By Dr. Selwyn R. Cudjoe
April 25, 2012

Dr. Karl Case, a dear friend and one of the most eminent economists in the United States, has always pointed out to me that part of the greatness of the United States lies in innovative scientific research that takes place at its MITs (Massachusetts Institute of Technology) and its California Techs; in its Silicone Valleys and Route 128 in Boston, Massachusetts. Dr. Case should know. He is one of the founders of the S&P Case-Shiller Home Price Index, the leading indicator for the US housing market; a member of the Standards and Poors Index Advisory Committee and the Academic Advisory Board of the Federal Reserve Board of Boston; the co-author of Principles of Economics that is used in over 300 colleges and universities in the United States. Not only is he knowledgeable but he has proved his mettle in the hard, cold world of United States capitalist market.

I say all of these things to underline that no country becomes prosperous without a fundamental understanding of economic and scientific knowledge and technical know-how; the careful nurturing of its talent; and investing in the future. It also needs managers of the highest caliber; men and women who reverence achievements in various fields of endeavor; and those who think arduously about the future development of one's country. None of these attributes are capricious. They are arrived at after robust preparation and a commitment to hard work, both mental and manual.

This is why I am so disgusted by the nonsense that passes for understating in our society and the thin filament of stupidity passes as wisdom personified. In any serious country persons who are placed in positions of responsibility act with discretion and wisdom. Where there are gaps in knowledge and know-how, they recruit persons who can help them to achieve national objectives.

I am not unaware that in parliamentary democracies election to political power gives one the divine right to chose whoever one wishes to act as ministers to conduct the nation's business. Generally, excesses of political power are safeguarded by an array of public servants and permanent secretaries who collectively possess the institutional knowledge and the requisite training that allow them to guard the public purse. This is why there is always a tense relationship between these public servants and ministers who necessarily cannot know that to which they have not been exposed.

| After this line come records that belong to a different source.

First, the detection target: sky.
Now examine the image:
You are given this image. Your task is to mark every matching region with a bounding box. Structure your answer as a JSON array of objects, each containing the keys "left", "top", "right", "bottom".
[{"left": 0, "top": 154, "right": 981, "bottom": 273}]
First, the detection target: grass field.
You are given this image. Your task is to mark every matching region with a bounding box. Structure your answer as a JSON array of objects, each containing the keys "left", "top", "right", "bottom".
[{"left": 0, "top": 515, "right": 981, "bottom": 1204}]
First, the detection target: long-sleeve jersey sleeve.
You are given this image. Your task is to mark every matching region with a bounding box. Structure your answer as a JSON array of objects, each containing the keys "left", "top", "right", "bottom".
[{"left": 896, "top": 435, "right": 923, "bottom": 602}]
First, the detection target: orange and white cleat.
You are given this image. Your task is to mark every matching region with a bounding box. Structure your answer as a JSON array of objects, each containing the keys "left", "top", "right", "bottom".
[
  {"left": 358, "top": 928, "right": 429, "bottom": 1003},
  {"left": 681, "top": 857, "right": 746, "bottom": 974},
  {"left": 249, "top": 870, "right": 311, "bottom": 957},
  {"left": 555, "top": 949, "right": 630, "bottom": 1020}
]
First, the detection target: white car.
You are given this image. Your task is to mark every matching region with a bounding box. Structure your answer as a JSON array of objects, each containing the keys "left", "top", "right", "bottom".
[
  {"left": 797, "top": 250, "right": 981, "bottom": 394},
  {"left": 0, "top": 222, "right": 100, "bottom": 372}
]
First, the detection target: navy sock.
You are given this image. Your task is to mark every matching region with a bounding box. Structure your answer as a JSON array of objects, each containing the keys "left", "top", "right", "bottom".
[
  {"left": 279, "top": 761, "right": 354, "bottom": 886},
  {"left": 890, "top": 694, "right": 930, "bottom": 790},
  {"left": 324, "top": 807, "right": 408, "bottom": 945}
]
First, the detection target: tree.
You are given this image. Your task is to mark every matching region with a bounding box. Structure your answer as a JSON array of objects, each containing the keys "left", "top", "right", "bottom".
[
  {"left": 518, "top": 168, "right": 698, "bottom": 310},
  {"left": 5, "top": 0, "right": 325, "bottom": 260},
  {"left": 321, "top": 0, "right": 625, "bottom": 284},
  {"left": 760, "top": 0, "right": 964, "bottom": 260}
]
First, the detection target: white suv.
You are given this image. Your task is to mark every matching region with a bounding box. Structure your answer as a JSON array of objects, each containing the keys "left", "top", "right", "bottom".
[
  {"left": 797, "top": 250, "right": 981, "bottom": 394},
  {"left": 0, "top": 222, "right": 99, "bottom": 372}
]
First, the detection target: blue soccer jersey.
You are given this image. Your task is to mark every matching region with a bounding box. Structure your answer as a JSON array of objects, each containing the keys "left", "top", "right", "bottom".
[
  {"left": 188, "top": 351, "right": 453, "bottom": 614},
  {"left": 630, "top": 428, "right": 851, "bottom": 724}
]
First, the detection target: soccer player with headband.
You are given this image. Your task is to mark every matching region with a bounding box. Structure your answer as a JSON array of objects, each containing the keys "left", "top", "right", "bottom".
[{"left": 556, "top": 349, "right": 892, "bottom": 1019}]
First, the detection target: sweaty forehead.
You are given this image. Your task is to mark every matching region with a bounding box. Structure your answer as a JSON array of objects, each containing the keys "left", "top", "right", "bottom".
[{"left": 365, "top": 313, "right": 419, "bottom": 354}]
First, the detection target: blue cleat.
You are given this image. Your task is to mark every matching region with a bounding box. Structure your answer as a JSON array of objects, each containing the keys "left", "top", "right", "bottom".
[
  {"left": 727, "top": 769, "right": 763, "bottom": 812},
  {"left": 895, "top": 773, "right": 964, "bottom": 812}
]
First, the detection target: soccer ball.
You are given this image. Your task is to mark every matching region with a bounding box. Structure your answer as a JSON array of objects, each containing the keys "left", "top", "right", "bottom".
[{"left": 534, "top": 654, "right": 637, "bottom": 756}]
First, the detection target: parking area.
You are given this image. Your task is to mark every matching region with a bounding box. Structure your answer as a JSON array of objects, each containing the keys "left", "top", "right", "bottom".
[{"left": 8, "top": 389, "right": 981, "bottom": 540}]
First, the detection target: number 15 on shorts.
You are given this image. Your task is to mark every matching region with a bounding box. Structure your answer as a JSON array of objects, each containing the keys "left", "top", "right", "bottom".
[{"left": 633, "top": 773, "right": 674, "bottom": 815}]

The wealth the nation accumulated over the years did not come just so. It was the product of the prudent management of our nation's resources over the many years and the careful planning and strategic decisions that were made by previous administrations and the conscientious work of many persons who gave their lives for their countries.

This is why I was so appalled when Devant Maharaj, a political appointee with no serious track record in anything, save and except, a stint as a corporative and public relations officer at the NLCB and the president of GOPIO, says so many silly things. His latest offering is that so long as a person is endowed with a "degree of common sense" he is qualified to be chairman of Caribbean Airlines (CAL).

Not content with such nonsense, he continued: "Aviation experience has never been the pre-order [strange word] of the day" and that Rabindra Moonan, chairman of CAL was "immediately tasked [again strange verb] by Maharaj to source a chief executive of the airline" (Express, April 20).

Even if we accept the clumsiness of the language (which indicates clumsiness in his way of thinking) how does someone, at a time when the airline industry is under such international assault, has the gall to tell us that all the chairman of such an industry needs is commonsense?

But what exactly is commonsense?

The Merriam-Webster dictionary defines common sense as "sound and prudent judgment based on a simple perception of the situation or facts" which suggests that before one can make a judgment one must know the facts. This is why serious countries places such a premium on the education and the acquisition of an in-depth knowledge of any field that is crucial to its development. This is why MIT and Silicon Valley are so important to the US economy. They allow for the match between knowledge and experience; research and development; prudent management and creative applications.

So that when one says that commonsense is all that one needs, we presume an a-priori knowledge of that field which one wishes to plunge into. So that common sense cannot be the central pre-requisite for an undertaking as large as that which Moonan has been assigned. This is one reason which my childhood friend, Rory Evelyn used to say that commonsense isn't really that common after and why Albert Einstein once quipped that "common sense is the collection of prejudices acquired by age eighteen."

Commonsense cannot be the primary criterion for any job although it helps if one displays a good analytic sense of his surroundings and a propensity to learn. Nor for that matter should we be deluded by the dangerous doctrine that proclaims experience, education, and technical know-how irrelevant to the task at hand. If this is so, why do so many of us strive to go to school; become proficient in our fields; and work hard to know everything about tasks we undertake?

We must combat this falsity about the virtues of commonsense before it infests our population with a miasma that begins to poison the social fabric. We, in Trinidad and Tobago, have no time for such high-fluting stupidity. We reject any attempt to deaden our sensibilities and suffocate our drive towards excellence. We will not be deluded by Maharaj's nonsense.

In any other country such barbarians would be banished to the wilderness but alas, we in Trinidad and Tobago, have enormous tolerance for misfits and miscreants. Perhaps the time has come to stop such foolishness and say, "Get, thee, behind me Satan….Yours is but a noxious air that bloweth no one any good. The sooner you leave us, the better."